Most important is the approach to climate change mitigation in new buildings as achieved through reduction of carbon emissions. Last time round, the policies adopted a three-stage approach: First, design an efficient building. Second, supply it efficiently with energy - e.g. use community or district heating. Third, supply 20% of the remaining emissions with on-site renewable energy. There was only one problem with this approach, which took the 'Merton rule' to new levels (from 10% to 20%): Everyone in the development community ignored the first two parts and focused on the third, because that was the only part to which a target had been appended. This has had the effect of helping to raise the prospects for building-scale renewable energy, but has also proven problematic for many developments, even to the point that public-sector developments have found the on-site renewable energy policy unworkable.

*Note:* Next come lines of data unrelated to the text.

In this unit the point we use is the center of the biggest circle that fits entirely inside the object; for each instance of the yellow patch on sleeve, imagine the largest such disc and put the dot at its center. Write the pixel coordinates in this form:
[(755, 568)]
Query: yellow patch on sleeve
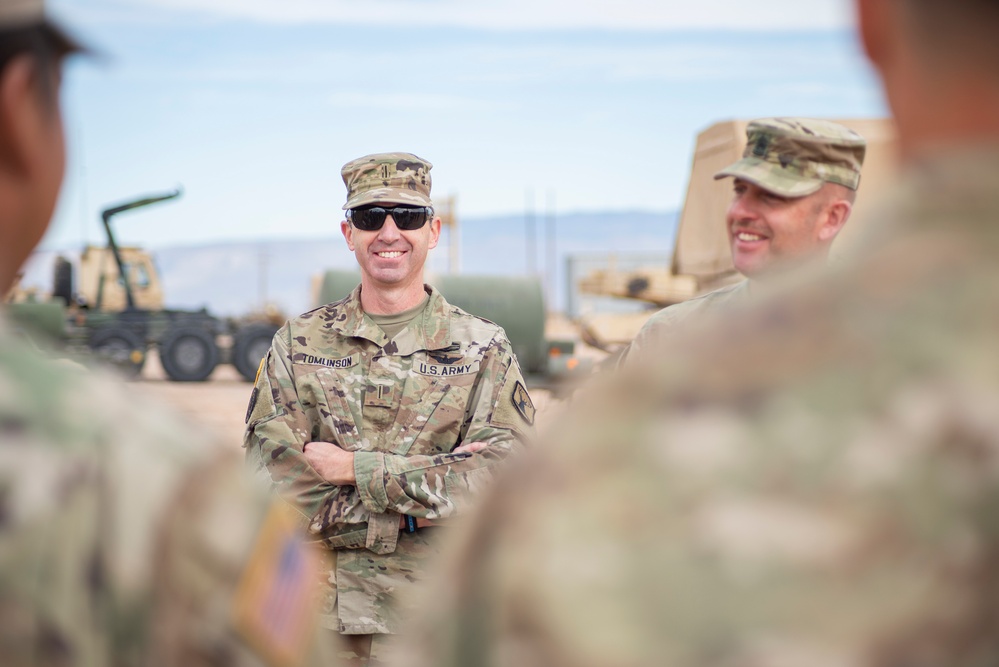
[(274, 609)]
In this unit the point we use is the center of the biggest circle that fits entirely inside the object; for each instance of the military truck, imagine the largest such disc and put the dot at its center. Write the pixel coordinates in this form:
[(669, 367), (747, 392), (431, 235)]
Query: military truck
[(116, 312), (702, 259)]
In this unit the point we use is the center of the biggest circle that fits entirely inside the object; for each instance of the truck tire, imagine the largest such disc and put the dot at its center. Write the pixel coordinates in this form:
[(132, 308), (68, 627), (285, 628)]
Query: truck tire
[(188, 354), (121, 349), (249, 345)]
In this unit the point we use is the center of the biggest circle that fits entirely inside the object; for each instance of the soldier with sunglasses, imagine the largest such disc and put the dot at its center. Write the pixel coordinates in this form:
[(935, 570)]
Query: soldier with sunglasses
[(380, 416)]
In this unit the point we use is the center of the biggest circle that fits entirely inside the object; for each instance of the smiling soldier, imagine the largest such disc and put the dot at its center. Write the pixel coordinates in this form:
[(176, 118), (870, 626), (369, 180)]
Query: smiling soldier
[(380, 416), (794, 190)]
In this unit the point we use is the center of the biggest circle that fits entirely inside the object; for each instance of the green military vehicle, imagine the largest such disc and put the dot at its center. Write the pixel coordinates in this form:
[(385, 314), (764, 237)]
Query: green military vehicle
[(116, 313)]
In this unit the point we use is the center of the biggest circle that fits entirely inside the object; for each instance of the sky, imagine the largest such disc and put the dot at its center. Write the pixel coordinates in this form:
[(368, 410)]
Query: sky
[(252, 106)]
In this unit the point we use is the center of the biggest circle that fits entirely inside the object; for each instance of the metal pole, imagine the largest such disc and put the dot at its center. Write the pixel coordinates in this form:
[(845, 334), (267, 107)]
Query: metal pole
[(552, 263), (529, 240)]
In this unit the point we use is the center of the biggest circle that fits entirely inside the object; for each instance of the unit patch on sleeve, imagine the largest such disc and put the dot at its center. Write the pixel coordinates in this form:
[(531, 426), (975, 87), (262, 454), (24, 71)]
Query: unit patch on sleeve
[(445, 370), (522, 401)]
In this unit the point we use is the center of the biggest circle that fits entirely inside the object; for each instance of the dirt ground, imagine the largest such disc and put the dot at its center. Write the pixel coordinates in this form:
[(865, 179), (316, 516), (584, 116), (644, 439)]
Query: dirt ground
[(219, 404)]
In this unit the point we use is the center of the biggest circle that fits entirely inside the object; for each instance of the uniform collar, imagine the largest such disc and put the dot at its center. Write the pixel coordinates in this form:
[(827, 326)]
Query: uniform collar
[(429, 331)]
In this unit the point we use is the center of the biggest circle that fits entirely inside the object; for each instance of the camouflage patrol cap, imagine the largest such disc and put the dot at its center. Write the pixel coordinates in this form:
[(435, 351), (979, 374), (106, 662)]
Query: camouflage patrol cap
[(793, 157), (15, 14), (390, 178)]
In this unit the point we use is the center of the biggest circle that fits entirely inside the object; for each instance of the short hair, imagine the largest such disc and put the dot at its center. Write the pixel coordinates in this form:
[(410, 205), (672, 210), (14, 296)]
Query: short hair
[(957, 30), (46, 46)]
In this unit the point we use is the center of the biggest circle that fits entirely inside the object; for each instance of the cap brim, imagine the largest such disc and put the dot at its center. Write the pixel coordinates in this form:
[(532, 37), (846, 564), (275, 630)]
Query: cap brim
[(388, 196), (772, 177)]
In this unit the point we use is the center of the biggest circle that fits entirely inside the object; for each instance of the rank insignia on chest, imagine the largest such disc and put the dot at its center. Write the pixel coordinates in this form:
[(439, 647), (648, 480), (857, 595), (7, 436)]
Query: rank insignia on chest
[(522, 401), (445, 370)]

The new approach retains the basic framework of the last Plan, but looks at overall energy use, specifying percentage reductions to be attained over Building Regulations minima (Part L 2006): 44% for the next few years, rising to 55% thereafter, and then on to zero carbon (this is for residential buildings; commercial buildings follow a similar trajectory). The difference between the current Plan and the draft Plan is that while the old one is prescriptive about method, the new one focuses on results; it doesn't really care how developers achieve those reductions.
I'm pleased to see that the prescriptive policy-making has been superceded by outcome-oriented policy-making. My prediction is that, as developers, consultants, pressure groups and other stakeholders feed in to the consultation process, we will see that the approach comes in for very little criticism; and that the fights will be over the overall carbon-reduction targets.